Die Ursprünge des philosophischen Gottesbegriffs lagen in der Abwendung von den zuletzt genannten Gottesvorstellungen, so bei den Griechen durch die großen attischen Philosophen wie Platon (427–347) und Aristoteles (384–322). Nachdem bereits die Vorsokratiker durch die Überwindung mythischer und polytheistischer Gottesbilder der Vorstellung von der Einheit der Gottheit Raum gegeben hatten, kam die Ahnung der Einzigkeit und Einheit des Göttlichen als Urgrund des Seins bei Platon und Aristoteles vollends zur Geltung. In Analogie zum menschlichen Denken ließ sich Gott als sich selbst denkendes Sein verstehen. Der Mensch hat nach Platon durch seine immaterielle und unsterbliche Seele, die vom Leib lediglich eingeengt wird, aufgrund der eingeborenen apriorischen Ideen seines Geistes die Fähigkeit, am höchsten Urgrund zu partizipieren. Entsprechend wird der Mensch als vom Leib-Seele-Dualismus bestimmtes Geistwesen Teil des kosmischen göttlichen Geistes. In gleicher natürlich-theologischer Ausrichtung beschreibt Aristoteles den ewigen Geist als sich selbst denkende Selbstbeziehung, wobei sich der menschliche Geist zum göttlichen Geist aufschwingen kann, so dass das Göttliche in uns das Göttliche an sich berührt (eth. Nic. 1177 b 28). Die Vernunft gilt als das Ewige und Unsterbliche im Menschen. So werden in der Antike bereits religionsphilosophische Vorstellungen abgebildet, die sich in aktualisierter Form in der Aufklärung mit ihren Konzeptionen idealistischer Überschneidung von göttlichem und menschlichem Geist wiederfinden.3

Dennoch hat sich stets aufs Neue das Verlangen nach einem Gott gezeigt, der als persönliches Wesen verstanden werden kann, weil das der personalen Konstitution des Menschen entspricht. Nach dem biblischen Zeugnis hat sich Gott selbst als personales Gegenüber des Menschen erschlossen, das den Menschen als Ebenbild Gottes (lat. imago Dei) transparent werden lässt und ihm ganz nahe ist. Dieses durch das dreieinige Wesen Gottes ermöglichte Verhältnis von „Gegenüber und Nähe“ eröffnet im Unterschied zu dualistischen und identifizierenden Gottesvorstellungen eine freie personale Gemeinschaft zwischen Gott und Mensch. So kann Gott als Vater das Gegenüber der Menschen bleiben, während er ihnen als Sohn und Heiliger Geist ganz nahe ist – ja sogar im Sohn selbst Mensch werden kann.4 Gegenüber der abstrakten Jenseitigkeit Gottes in einem unitarischen Monotheismus und gegenüber polytheistischen sowie emanatorischen Gottesvorstellungen erschließt das biblische Zeugnis also einen konkreten Monotheismus5, der die lebendige dreieinige Liebe in Gott als Voraussetzung einer persönlichen Gottesbeziehung in freier Gemeinschaft und Liebe offenbart.

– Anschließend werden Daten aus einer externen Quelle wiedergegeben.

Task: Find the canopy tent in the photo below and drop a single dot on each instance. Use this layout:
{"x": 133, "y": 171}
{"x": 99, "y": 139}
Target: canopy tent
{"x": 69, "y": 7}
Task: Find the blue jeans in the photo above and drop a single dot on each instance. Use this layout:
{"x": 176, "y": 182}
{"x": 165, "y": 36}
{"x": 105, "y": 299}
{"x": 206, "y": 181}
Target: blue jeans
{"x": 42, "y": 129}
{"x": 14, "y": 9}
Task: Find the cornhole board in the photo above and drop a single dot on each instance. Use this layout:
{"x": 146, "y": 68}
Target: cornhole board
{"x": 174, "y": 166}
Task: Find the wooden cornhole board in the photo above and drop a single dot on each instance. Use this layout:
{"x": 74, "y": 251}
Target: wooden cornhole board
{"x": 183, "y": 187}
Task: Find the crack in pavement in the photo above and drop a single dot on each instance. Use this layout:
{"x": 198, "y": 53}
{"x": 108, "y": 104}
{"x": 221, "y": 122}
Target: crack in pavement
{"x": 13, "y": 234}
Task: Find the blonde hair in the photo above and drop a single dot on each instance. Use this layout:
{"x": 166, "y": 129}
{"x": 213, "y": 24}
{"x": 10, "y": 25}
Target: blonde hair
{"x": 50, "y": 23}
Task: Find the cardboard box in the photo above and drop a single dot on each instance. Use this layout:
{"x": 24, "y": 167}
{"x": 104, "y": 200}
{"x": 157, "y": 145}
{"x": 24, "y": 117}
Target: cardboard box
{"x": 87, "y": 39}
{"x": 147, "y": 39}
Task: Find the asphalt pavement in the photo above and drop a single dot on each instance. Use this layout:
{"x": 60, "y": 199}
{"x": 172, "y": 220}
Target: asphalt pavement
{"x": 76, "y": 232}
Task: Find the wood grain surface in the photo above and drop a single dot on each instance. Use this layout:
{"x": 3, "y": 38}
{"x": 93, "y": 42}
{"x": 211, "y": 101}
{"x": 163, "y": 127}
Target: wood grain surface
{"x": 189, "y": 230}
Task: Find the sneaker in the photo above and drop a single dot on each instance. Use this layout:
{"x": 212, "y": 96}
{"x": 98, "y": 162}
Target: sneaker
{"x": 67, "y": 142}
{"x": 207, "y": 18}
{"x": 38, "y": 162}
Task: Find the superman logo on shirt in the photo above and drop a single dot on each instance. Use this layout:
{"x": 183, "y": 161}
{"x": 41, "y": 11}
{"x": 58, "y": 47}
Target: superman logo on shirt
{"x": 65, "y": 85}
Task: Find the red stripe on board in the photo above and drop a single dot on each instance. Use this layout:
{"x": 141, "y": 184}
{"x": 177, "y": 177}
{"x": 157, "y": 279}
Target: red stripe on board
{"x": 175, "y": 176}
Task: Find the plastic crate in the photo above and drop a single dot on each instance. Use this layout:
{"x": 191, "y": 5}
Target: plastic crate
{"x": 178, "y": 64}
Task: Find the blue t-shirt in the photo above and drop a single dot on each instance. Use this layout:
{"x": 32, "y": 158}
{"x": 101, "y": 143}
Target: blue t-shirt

Im Blick auf seine allgemeine Verwendung haftet dem Gottesbegriff immer wieder der Horizont der letztgültigen Wahrheit und Seinsgrundlage an – und damit die Dimension des Geheimnisses, das sich aus den weltlichen Zusammenhängen nicht greifen lässt. Dahinter vermag sich eine unverfügbare Eigenwirklichkeit (Aseität) zu verbergen, die auf eine selbstursächliche Einzigartigkeit verweist. So scheint der Gottesbegriff verbreitet ein grundloses Sein zu enthalten, das aus sich selbst existiert – und sich deshalb eigentlich auch nur selbst erschließen kann. Der Gottesbegriff transportiert also ein Geheimnis, das sich dem Menschen zum einen als entzogen erweist, das ihn aber zum anderen als definitives „Woraufhin“ seines Lebens unbedingt angeht. Denn dieses Geheimnis verbindet sich mit der Ahnung einer ersten, aus sich existierenden und alles Sein umfassenden Ursache. Deshalb ist „die Rede von Gott [letztlich] nur dann sinnvoll […], wenn sie ‚Gott‘ als ein auf das Ganze gehendes Wort zu verstehen gibt, dessen besonderer Anspruch universale Geltung einschließt“: Was „im sachgemäßen Gebrauch des Wortes ‚Gott‘ zur Sprache kommt, geht jeden Menschen unbedingt an“6.

2.Die Transzendenz von Welt und Kosmos

In ihrer Endlichkeit weisen Welt und Kosmos zwischen ihrem „Woher“ und „Wohin“ über sich selbst hinaus. Diese Transzendenz erlaubt lediglich die Ahnung eines letzten Grundes und Ziels, so dass Gott nicht aus natürlichen Gegebenheiten zu rekonstruieren ist. Zwar finden sich in der Schöpfung Spuren des Schöpfers, doch aufgrund der von menschlicher Selbstbehauptung geprägten Erkenntnis bleiben sie ambivalent, weshalb angemessene Gotteserkenntnis auf die Selbsterschließung Gottes angewiesen ist. Diese bedarf allerdings um der universellen Nachvollziehbarkeit willen der natürlichen Anknüpfungspunkte. Erst die trinitarisch-heilsgeschichtliche Dynamik von Schöpfung, Erlösung und Vollendung erlaubt die sachgemäße Zuordnung von natürlichen Erkenntnisvoraussetzungen und göttlicher Selbsterschließung. Dabei behalten die drei Glaubensartikel die gesamte Schöpfungswirklichkeit von Welt und Kosmos im Blick, die mit der Glaubenswirklichkeit übereinstimmen muss, wenn der Glaube nicht in innere Widersprüche führen soll.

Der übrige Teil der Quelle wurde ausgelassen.